I let my head fall back against the pillow and close my eyes. I should have listened to my husband when we talked on the phone last night and he told me to run the generator for awhile, but I had been too tired and since city power had been coming on later and later, I had hoped it would come on some time during the night.
I sure missed Jason who had been in Florida for the past few days for his yearly pilot medical exam, especially with the way the weekend had gone. Wishing there was a thought switch that could be turned off, I try to go back to sleep but to no avail; our backup batteries our not going to last much longer even though I had unplugged the refrigerator and the water purification system.
"Waa...," I know the instant the batteries die by Justin's scared cries. Sitting up, I inch my way through the thick darkness, careful not to trip, especially now with the added clumsiness of a 5 month pregnant belly. Opening the door to the boy's room I can't see a thing. "Justin, Mommy's here. Come to Mommy," I call out to him.
Hearing my voice he fumbles in my direction and seconds later I have him in my arms. Too tired to turn the noisy generator on and then later off again, I carry my boy back to bed with me and get him comfortable. I know it will just be a matter of time before Jayden, who is sleeping in the guest room, also wakes up. The boys always wake up when their fans shut off.
Straining to hear any sound from the other room, I am soon rewarded with some stumbling in the hallway. "Mom, my night light turned off." I hear Jayden's sleepy voice. "That's because the power is out. Just come crawl in bed on Daddy's side." "Okay."
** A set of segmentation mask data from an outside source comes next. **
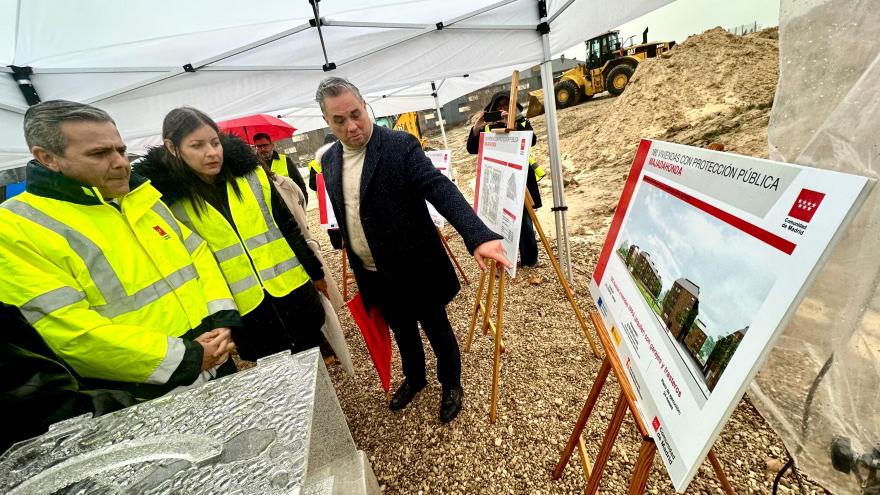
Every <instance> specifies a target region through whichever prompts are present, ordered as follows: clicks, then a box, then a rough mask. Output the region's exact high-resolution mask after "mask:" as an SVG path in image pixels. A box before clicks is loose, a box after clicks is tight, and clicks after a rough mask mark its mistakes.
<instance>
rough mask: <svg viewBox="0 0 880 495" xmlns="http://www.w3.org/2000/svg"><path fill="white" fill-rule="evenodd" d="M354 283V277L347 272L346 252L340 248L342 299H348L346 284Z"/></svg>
mask: <svg viewBox="0 0 880 495" xmlns="http://www.w3.org/2000/svg"><path fill="white" fill-rule="evenodd" d="M353 283H355V280H354V277H353V276H351V275H349V274H348V253H347V252H346V250H345V248H342V300H343V301H348V284H353Z"/></svg>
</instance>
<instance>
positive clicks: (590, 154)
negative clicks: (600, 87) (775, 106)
mask: <svg viewBox="0 0 880 495" xmlns="http://www.w3.org/2000/svg"><path fill="white" fill-rule="evenodd" d="M775 31H776V30H775V29H773V30H772V31H770V32H766V31H763V32H761V33H757V34H755V35H751V36H744V37H741V36H735V35H732V34H730V33H728V32H727V31H725V30H723V29H721V28H715V29H712V30H710V31H706V32H705V33H703V34H700V35H696V36H691V37H689V38H688V39H687V40H686V41H685V42H684V43H682V44H680V45H678V46H677V47H675V48H674V49H673V50H672V51H670V52H669V57H658V58H655V59H651V60H647V61H646V62H644V63H642V64H640V65H639V67H638V70H636V73H635V76H634V77H633V79H632V82H631V84H630V86H629V87H628V88H627V89H626V91H625V92H624V93H623V95H622V96H621V97H620V98H617V99H616V100H615V101H614V102H613V103H612V104H611V105H610V108H608V110H607V112H606V115H605V116H604V118H601V119H599V120H598V121H597V122H595V123H591V122H589V121H586V122H582V123H581V125H580V127H583V131H582V132H576V133H575V135H574V136H571V137H570V138H569V139H568V142H565V143H563V144H562V148H563V149H564V150H566V151H567V154H568V155H569V156H570V157H571V161H572V164H573V165H574V167H573V170H571V172H574V173H575V176H577V174H578V173H579V172H581V171H582V169H583V167H587V168H592V167H602V166H608V165H611V164H616V163H617V162H618V161H620V160H621V159H624V158H628V157H629V156H630V155H631V154H632V153H633V152H634V150H635V147H636V145H637V143H638V141H639V138H642V137H647V138H659V139H667V140H670V141H675V142H678V143H682V144H693V145H697V146H701V145H705V144H708V143H709V142H711V141H718V140H721V141H724V139H721V138H723V137H724V135H725V134H731V133H732V132H734V131H736V130H737V129H738V128H740V127H743V126H744V125H747V124H748V123H749V122H751V121H752V120H754V119H755V118H761V117H764V116H766V114H767V112H768V110H769V108H770V107H771V106H772V103H773V94H774V92H775V88H776V80H777V78H778V56H779V54H778V50H777V41H776V40H775V39H773V37H772V36H773V35H775ZM572 117H575V116H572ZM575 118H576V117H575ZM572 123H575V122H572ZM591 127H592V128H593V132H590V130H591V129H590V128H591ZM724 144H725V145H726V147H727V149H728V150H729V151H733V152H739V153H743V154H749V155H758V156H765V155H766V149H767V146H766V132H761V133H760V135H759V136H754V138H753V139H745V140H742V141H740V142H726V143H724ZM627 161H628V160H627Z"/></svg>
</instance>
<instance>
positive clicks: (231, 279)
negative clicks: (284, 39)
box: [137, 107, 327, 361]
mask: <svg viewBox="0 0 880 495" xmlns="http://www.w3.org/2000/svg"><path fill="white" fill-rule="evenodd" d="M162 137H163V139H164V146H160V147H156V148H153V149H151V150H150V151H149V152H148V153H147V156H146V157H145V158H144V159H143V161H142V162H140V163H139V164H138V166H137V170H138V173H140V174H142V175H143V176H145V177H147V178H149V179H151V181H152V183H153V186H154V187H156V189H158V190H159V191H160V192H161V193H162V195H163V196H162V199H163V201H165V202H166V203H167V204H168V205H169V206H170V207H171V210H172V211H173V212H174V214H175V216H177V218H178V219H179V220H180V221H181V222H182V223H184V224H185V225H187V226H188V227H189V228H191V229H192V230H193V231H195V232H197V233H198V234H199V235H200V236H201V237H202V238H203V239H205V240H206V241H207V243H208V246H209V247H210V248H211V250H212V251H213V253H214V256H215V257H216V259H217V261H218V263H219V265H220V269H221V271H222V272H223V275H224V277H225V278H226V282H227V283H228V284H229V288H230V289H231V292H232V296H233V298H234V300H235V303H236V305H237V306H238V310H239V312H240V313H241V315H242V320H243V322H244V327H243V328H242V329H239V330H237V331H236V330H233V333H232V338H233V340H234V341H235V343H236V346H237V347H238V353H239V355H240V356H241V357H242V359H246V360H250V361H254V360H256V359H258V358H261V357H264V356H267V355H269V354H273V353H275V352H279V351H282V350H285V349H290V350H291V351H293V352H300V351H303V350H306V349H310V348H313V347H317V346H318V345H319V343H320V342H321V326H322V325H323V324H324V310H323V307H322V305H321V301H320V299H319V296H318V292H317V291H321V292H324V293H325V294H326V290H327V282H326V281H325V280H324V270H323V267H322V265H321V262H320V261H318V259H317V258H316V257H315V255H314V253H313V252H312V250H311V249H310V248H309V246H308V244H307V243H306V240H305V238H304V237H303V234H302V232H301V231H300V229H299V227H298V226H297V223H296V221H295V220H294V218H293V216H292V215H291V213H290V211H289V210H288V208H287V206H286V205H285V204H284V201H283V200H282V199H281V197H280V195H279V193H278V191H277V189H276V188H275V186H274V185H272V183H271V181H270V180H269V178H268V177H267V176H266V173H265V171H264V170H263V168H262V167H261V166H260V164H259V162H258V160H257V157H256V156H255V155H254V152H253V150H252V149H251V147H250V146H248V145H247V144H246V143H245V142H243V141H241V140H240V139H239V138H237V137H235V136H231V135H227V134H220V132H219V128H218V126H217V124H216V123H215V122H214V121H213V120H211V118H210V117H208V116H207V115H205V114H204V113H202V112H201V111H199V110H196V109H194V108H188V107H182V108H176V109H174V110H172V111H171V112H169V113H168V115H166V116H165V120H164V122H163V124H162Z"/></svg>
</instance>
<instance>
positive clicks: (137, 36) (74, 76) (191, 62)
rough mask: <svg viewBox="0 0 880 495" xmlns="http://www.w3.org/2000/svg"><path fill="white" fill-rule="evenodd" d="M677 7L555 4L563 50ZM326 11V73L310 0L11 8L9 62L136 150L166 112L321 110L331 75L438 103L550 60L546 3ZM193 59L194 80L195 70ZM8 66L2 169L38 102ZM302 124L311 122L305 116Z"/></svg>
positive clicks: (661, 5) (34, 3) (322, 28)
mask: <svg viewBox="0 0 880 495" xmlns="http://www.w3.org/2000/svg"><path fill="white" fill-rule="evenodd" d="M669 1H670V0H619V1H618V2H615V3H614V5H613V6H609V5H607V4H606V3H604V2H600V1H598V0H548V1H547V13H548V15H549V16H550V27H551V32H550V43H551V46H550V48H551V51H552V52H553V53H558V52H561V51H563V50H565V49H567V48H569V47H571V46H573V45H575V44H576V43H578V42H580V41H582V40H584V39H586V38H589V37H590V36H592V35H595V34H598V33H599V32H601V31H604V30H606V29H610V28H613V27H615V26H619V25H621V24H623V23H625V22H627V21H630V20H632V19H634V18H636V17H639V16H640V15H643V14H645V13H647V12H650V11H651V10H654V9H656V8H658V7H660V6H662V5H665V4H666V3H669ZM318 5H319V7H320V16H321V18H322V19H323V21H324V23H323V27H322V31H321V32H322V35H323V39H324V48H326V53H327V58H328V59H329V61H330V62H333V63H335V64H336V67H337V68H336V69H335V70H333V71H331V72H329V73H328V72H324V71H323V70H322V66H323V65H324V63H325V59H324V51H323V49H322V43H321V41H320V38H319V36H318V30H317V29H316V28H315V27H311V26H310V25H309V20H310V19H313V12H312V8H311V5H310V4H309V2H308V1H306V0H295V1H291V0H265V1H263V2H260V4H259V8H253V6H250V5H248V4H244V3H242V2H240V1H234V0H190V1H187V2H179V1H176V0H152V1H150V2H117V1H113V0H89V1H83V2H22V1H19V0H0V65H2V66H12V65H15V66H19V67H31V68H32V69H33V75H31V76H30V80H31V81H32V83H33V85H34V87H35V88H36V90H37V92H38V93H39V95H40V97H41V98H42V99H43V100H48V99H54V98H64V99H72V100H78V101H84V102H88V103H93V104H95V105H97V106H99V107H101V108H103V109H105V110H107V111H108V112H109V113H110V115H112V116H113V117H114V119H116V122H117V124H118V127H119V129H120V131H121V133H122V137H123V139H125V140H126V142H129V141H132V140H135V139H139V138H146V137H148V136H153V135H156V134H159V131H160V128H161V123H162V118H163V117H164V115H165V114H166V113H167V112H168V111H169V110H171V109H172V108H174V107H177V106H181V105H191V106H194V107H196V108H199V109H201V110H203V111H205V112H206V113H208V114H209V115H211V116H212V117H214V118H215V119H217V120H225V119H229V118H235V117H240V116H243V115H248V114H254V113H269V114H271V115H278V114H280V113H293V112H295V110H296V109H309V108H312V109H313V108H315V104H314V101H313V100H314V92H315V89H316V88H317V84H318V82H319V81H320V80H321V79H322V78H324V77H326V76H327V75H337V76H342V77H347V78H350V79H351V80H352V82H354V83H355V84H357V85H358V86H359V87H360V88H361V89H362V91H364V93H367V94H376V93H379V94H380V95H381V94H383V93H384V94H387V92H389V91H392V90H395V89H399V88H414V89H413V91H415V92H417V93H420V94H422V95H426V94H430V92H429V91H428V89H429V87H430V83H431V81H436V82H438V83H440V82H443V81H444V80H449V81H451V82H450V84H449V86H448V88H447V89H446V90H443V89H441V91H440V102H441V104H443V103H445V102H447V101H449V100H451V99H454V98H456V97H457V96H460V95H462V94H465V93H467V92H469V91H471V90H472V89H476V88H479V87H480V86H478V85H475V84H477V79H470V78H464V77H463V75H464V74H473V73H476V72H483V71H491V70H494V69H500V68H512V67H528V66H531V65H534V64H536V63H539V62H542V61H543V60H544V54H543V50H542V44H541V37H540V34H539V33H538V31H537V30H536V27H537V25H538V23H539V22H540V18H539V14H538V1H537V0H501V1H498V0H447V1H445V2H436V1H431V0H415V1H388V0H358V1H355V0H334V1H333V2H320V3H319V4H318ZM563 9H564V10H563ZM559 12H562V14H561V15H559V16H558V17H556V14H557V13H559ZM438 23H442V26H443V29H438V28H437V26H438ZM186 64H190V65H192V70H194V72H190V71H188V70H187V69H184V65H186ZM4 71H5V72H7V74H0V75H2V76H3V77H0V131H3V132H0V169H3V168H11V167H15V166H20V165H22V164H23V163H24V162H25V161H26V159H27V158H28V153H27V148H26V146H25V144H24V140H23V136H22V135H21V131H20V129H21V126H20V122H21V117H22V113H23V112H24V110H25V109H26V108H27V105H26V104H25V102H24V99H23V97H22V96H21V94H20V93H19V91H18V88H17V87H16V85H15V84H16V83H15V81H13V78H12V77H9V76H10V74H9V73H10V72H11V69H9V68H6V67H2V68H0V72H4ZM507 72H508V73H509V70H508V71H507ZM469 79H470V80H469ZM495 79H497V77H495ZM495 79H492V80H495ZM456 80H458V81H457V82H456ZM489 82H491V81H489ZM456 88H457V89H456ZM459 91H460V92H459ZM456 93H457V94H456ZM407 101H408V98H407V99H405V100H403V101H402V103H401V104H399V105H397V106H396V107H395V111H394V112H388V113H400V112H403V111H410V110H419V109H424V108H427V107H429V106H433V105H431V104H430V103H428V100H427V99H426V98H422V99H421V102H415V103H414V104H413V105H412V106H409V105H408V104H406V103H407ZM420 107H421V108H420ZM294 125H296V126H297V127H298V128H301V129H304V128H305V127H303V126H302V125H301V124H300V123H298V122H297V121H296V120H294ZM16 127H17V128H18V129H17V130H15V131H14V132H11V130H13V129H15V128H16Z"/></svg>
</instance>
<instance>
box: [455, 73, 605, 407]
mask: <svg viewBox="0 0 880 495" xmlns="http://www.w3.org/2000/svg"><path fill="white" fill-rule="evenodd" d="M510 88H511V91H510V103H509V105H508V112H507V128H506V129H497V130H494V131H493V132H496V133H508V132H511V131H513V130H515V125H516V115H517V108H516V98H517V89H518V88H519V71H514V72H513V76H512V77H511V81H510ZM525 209H526V211H528V213H529V217H531V219H532V223H533V224H534V225H535V229H536V230H537V232H538V235H539V237H540V238H541V243H542V245H543V246H544V250H545V251H546V252H547V256H548V257H549V258H550V262H551V263H552V265H553V268H554V270H555V271H556V278H558V279H559V283H560V284H561V285H562V288H563V290H564V291H565V295H566V297H567V298H568V302H569V303H570V304H571V307H572V309H573V310H574V313H575V316H577V320H578V323H580V325H581V330H582V331H583V332H584V336H586V337H587V341H589V343H590V347H591V348H592V350H593V355H594V356H596V357H597V358H598V357H600V355H599V349H598V348H597V347H596V342H595V341H594V340H593V336H592V335H590V331H589V328H588V327H587V323H586V321H585V320H584V317H583V315H582V314H581V310H580V307H579V306H578V305H577V302H576V301H575V300H574V294H573V293H572V291H571V287H570V286H569V285H568V281H567V280H566V278H565V276H564V275H563V274H562V269H561V268H560V266H559V261H558V260H557V259H556V256H554V255H553V250H552V249H551V248H550V242H549V241H548V240H547V236H546V235H544V229H543V228H541V223H540V222H539V221H538V216H537V215H536V214H535V209H534V202H533V201H532V197H531V195H530V194H529V192H528V191H526V195H525ZM514 261H515V260H514ZM496 273H499V275H498V301H497V305H495V306H496V307H495V324H494V325H493V324H492V321H491V318H490V315H491V312H492V306H493V299H494V289H495V278H496ZM487 276H488V279H489V287H488V290H487V291H486V301H485V303H484V302H483V300H482V298H483V288H484V287H485V286H486V278H487ZM506 276H507V272H506V271H505V269H504V268H503V267H499V266H498V265H497V264H496V263H495V262H494V261H490V263H489V270H488V274H487V273H486V272H485V271H484V272H483V273H482V274H481V275H480V285H479V286H478V289H477V295H476V300H475V301H474V310H473V312H472V314H471V325H470V328H469V329H468V337H467V343H466V345H465V352H470V350H471V344H472V343H473V340H474V329H475V328H476V324H477V318H478V317H479V316H482V320H483V325H482V332H483V335H486V334H487V333H488V332H490V331H491V332H492V336H493V338H494V341H495V351H494V363H493V371H492V403H491V406H490V409H489V422H491V423H494V422H495V418H496V413H497V408H498V389H499V383H498V382H499V379H500V374H501V353H503V352H504V347H505V346H504V340H503V323H504V288H505V280H506Z"/></svg>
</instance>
I reach for my cellphone and check the time; 4:20 a.m.. The next few hours before sunrise are going to drag by. I sigh. I don't normally let the kids in bed since neither of them can lay still. Awake or asleep they are constantly in motion, making it next to impossible for me to sleep. Suddenly remorseful I think of the mother's out there who have lost children. I'm sure they would give anything to spend a few sleepless hours cuddling with their kids, I remind myself.
I reach for Justin who's in the middle of the bed and snuggle him closer. He pets my hair with his small hand. Curling up I try to get as comfortable as possible, more difficult lately with my growing belly. Thoughts of the last few days replay in my mind.
I had taken Sabboule, Anoud and Denise's six year old son, with possible meningitis symptoms from one hospital to another on Saturday. Nothing is ever easy in Haiti and it had taken half the day to finally get him admitted to a hospital. There he still had to wait, and when a bed was finally available there was no sheets or pillows, or water or food or anything. All medication that was prescribed had to be found by the patients family in various pharmacies. Two days later tests were still being done and no results had yet been given.
Thankfully he wasn't getting worse and was actually showing some signs of improvement. The last few days however had been extra busy for me, who was currently minus a husband and taking care of Anoud and Denise's three other children, making them meals and doing extra laundry.
Although I can't sleep with the wiggling boys, I reminded myself I at least have a bed to lay down in. Anoud who hadn't left the hospital at all since his son was admitted had been sitting on a chair for days, with no where to lay down to rest.
Peering through the partially open curtain I search for just a hint of light. Not finding any I remember how beautiful first light is when you catch the glimmers through an airplane window.
God is always there, in the darkness, in the light, through the trials and joys.
The morning Jason had left for Florida, God had again reminded me of the words in Joshua 1:7a and 9. Only be thou strong and very courageous,... Have not I commanded thee? Be strong and of a good courage; be not afraid, neither be thou dismayed: for the Lord thy God is with thee whithersoever thou goest.
2 comments:
Yes Will to have these words applied to are hearts is a great comfort. But waiting patiently in adversity is not easy, we need Gods grace. Have been thinking and praying for you and Subol. And family. Hopeful you will find out today the out come. And Jason will be home today to help you.
our Bible study last week described how the Lord gives daily grace for daily need, sudden grace for sudden need and overwhelming grace for overwhelming need. May He give you everything you need to trust Him for His grace as He gives it to you!